So many times, I plan to address concrete issues on this blog, but I fear losing the joy of writing in facts and politics. Last week, for instance, the Monocacy Scenic River Advisory Board finally voted to recommend the adoption of the  2016-17 Monocacy River Management Plan to the Frederick and Carroll County governments. I followed these discussions with some regularity on my blog’s News page, adding a few editorial comments here and there, but, besides writing a letter in support of the plan in my own name, I essentially stayed out of the fray. Many farmers and landowners feel that the new plan, which encourages a substantial buffer along the water and delineates areas of ecological and archaeological concern, infringes on their private property rights, and they have been at times shrilly adamant in voicing their concerns. I, and many other citizens of Frederick county, have questioned the rights of individuals to decide whether or not to care for a river that belongs to the public and provides our drinking water. Of course, the arguments go much deeper than this — how much of a buffer is really required? Is the river already protected by other legislation? — and obviously a much longer article would be required to document the frustrated exchanges and to chronicle the evolution of the report. (In fact, you can find a few such articles and essays on envisionfrederickcounty.org).

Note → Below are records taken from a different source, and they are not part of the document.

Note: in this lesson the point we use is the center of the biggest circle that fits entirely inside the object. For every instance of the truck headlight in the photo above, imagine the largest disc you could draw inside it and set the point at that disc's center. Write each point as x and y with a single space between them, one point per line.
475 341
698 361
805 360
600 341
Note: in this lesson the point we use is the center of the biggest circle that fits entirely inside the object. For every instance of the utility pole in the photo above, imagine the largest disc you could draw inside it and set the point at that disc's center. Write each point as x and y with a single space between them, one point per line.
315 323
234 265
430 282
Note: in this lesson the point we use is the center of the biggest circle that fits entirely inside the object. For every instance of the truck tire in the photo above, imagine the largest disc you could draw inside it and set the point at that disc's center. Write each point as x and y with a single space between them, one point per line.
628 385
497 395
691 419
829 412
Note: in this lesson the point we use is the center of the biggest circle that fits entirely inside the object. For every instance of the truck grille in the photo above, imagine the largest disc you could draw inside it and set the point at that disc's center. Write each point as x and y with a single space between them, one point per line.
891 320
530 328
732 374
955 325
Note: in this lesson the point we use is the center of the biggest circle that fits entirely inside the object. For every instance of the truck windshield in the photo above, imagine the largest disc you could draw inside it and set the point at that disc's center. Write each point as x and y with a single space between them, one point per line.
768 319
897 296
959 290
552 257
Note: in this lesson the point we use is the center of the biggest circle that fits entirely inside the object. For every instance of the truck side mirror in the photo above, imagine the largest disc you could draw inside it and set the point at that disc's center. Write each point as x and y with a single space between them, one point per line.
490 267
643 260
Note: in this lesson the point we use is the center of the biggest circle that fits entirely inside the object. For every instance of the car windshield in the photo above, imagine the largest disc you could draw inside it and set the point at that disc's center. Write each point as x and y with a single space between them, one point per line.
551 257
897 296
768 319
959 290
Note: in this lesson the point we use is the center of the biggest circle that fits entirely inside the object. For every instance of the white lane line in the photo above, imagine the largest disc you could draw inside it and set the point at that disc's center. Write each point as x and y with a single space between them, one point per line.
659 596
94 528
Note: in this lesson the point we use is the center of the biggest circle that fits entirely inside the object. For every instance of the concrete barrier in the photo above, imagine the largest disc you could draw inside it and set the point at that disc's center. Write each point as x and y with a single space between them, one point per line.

But the many times I’ve started to write about this topic, rallying my facts and forming my opinions, I’ve felt myself tie up into knots, my body readying itself for an onslaught of perfectionism and the inevitable following sense of failure. It is my highly sensitive graduate student reflex. And I hate it. It’s far more pleasant to step into my stream of consciousness and record where it takes me. Rather like a stray raft down a river. (Seriously, it’s more than a metaphor: I saw one of them last week).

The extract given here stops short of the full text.